- Born: Michelle Kathryn Taylor October 1968 (age 57) New York, New York, United States
- Occupation: Banker
- Title: former Chief Executive Officer, African Private Equity and Venture Capital Association (AVCA)

= Michelle Essomé =

American business executive

Michelle Kathryn Essomé (née Taylor) is a former investment banker and the ex-CEO of the African Private Equity and Venture Capital Association (AVCA). She is also an ambassador of Build Africa, an international development and education charity based in London, England.

== Early life and education ==
Essomé was born in New York in October 1968. She was raised in Washington D.C. and also lived in Niger for a short period as a child.

Essomé was initially interested in politics, but, during her time at Howard University, her interest switched to finance. Consequently, she transferred to the Howard University's School of Business, where she obtained a BBA in Finance and was a recipient of a Wall Street Journal scholarship.
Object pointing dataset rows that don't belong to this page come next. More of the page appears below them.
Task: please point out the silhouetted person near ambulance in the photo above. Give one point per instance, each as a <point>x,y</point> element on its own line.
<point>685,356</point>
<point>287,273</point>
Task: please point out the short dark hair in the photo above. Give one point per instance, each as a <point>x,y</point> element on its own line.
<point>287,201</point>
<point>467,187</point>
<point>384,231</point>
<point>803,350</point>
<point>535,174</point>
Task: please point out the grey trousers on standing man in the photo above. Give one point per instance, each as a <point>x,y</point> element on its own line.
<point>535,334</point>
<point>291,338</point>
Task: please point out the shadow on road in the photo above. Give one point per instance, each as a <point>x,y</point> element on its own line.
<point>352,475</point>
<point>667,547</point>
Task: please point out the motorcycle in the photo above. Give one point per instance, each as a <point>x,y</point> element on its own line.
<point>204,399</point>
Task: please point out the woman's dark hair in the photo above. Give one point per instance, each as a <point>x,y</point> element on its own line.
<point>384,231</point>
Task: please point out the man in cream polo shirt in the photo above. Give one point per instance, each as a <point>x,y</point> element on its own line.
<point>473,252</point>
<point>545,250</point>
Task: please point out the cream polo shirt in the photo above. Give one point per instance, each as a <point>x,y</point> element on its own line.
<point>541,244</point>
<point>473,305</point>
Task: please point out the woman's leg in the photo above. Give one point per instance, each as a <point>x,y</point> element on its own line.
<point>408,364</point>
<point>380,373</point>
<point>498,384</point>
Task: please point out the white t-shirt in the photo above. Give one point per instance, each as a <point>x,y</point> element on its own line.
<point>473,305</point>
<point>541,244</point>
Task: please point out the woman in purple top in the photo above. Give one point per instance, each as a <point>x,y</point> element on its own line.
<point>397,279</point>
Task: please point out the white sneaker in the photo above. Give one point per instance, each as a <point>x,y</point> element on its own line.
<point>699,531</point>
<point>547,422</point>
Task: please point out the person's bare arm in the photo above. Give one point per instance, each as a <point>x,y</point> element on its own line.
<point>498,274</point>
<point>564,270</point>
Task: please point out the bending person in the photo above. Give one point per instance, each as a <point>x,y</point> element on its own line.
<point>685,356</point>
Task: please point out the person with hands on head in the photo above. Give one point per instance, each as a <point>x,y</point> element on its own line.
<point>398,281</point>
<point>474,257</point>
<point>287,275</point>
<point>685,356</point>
Later on, whilst working for Goldman Sachs, she won an MBA scholarship at Columbia Business School, here she was a Robert F. Toigo fellow. She graduated with an MBA in Finance from Columbia Business School, Essomé is the inaugural recipient of the Columbia Business School Young Alumni of the Year Award (2014).

== Career ==
Essomé's investment banking career has spanned over 30 years with roles in equities, fixed income and investment management. She has worked in the US, UK and France.

After university, Essomé started her career at Merrill Lynch in New York. She later moved to Goldman Sachs and, after business school, to Chase, (later JPMorgan Chase), where she spent time in London in Global Syndicated Finance and on the Securitisation Team. After leaving JPMorgan Chase, she went to Paris and worked for a woman’s organisation, promoting women in business. She was then recruited back to Lehman Bros in London in a strategic role to attract more women and ethnic minorities to the bank. Afterwards, she moved to Nomura. She was previously a Director at Neuberger Berman

In September 2011, Essomé was appointed CEO of the African Private Equity and Venture Capital Association (AVCA), a pan-African industry body which aims to catalyse investment in Africa.

== Personal life ==
Hobbies include running, swimming, reading and travelling.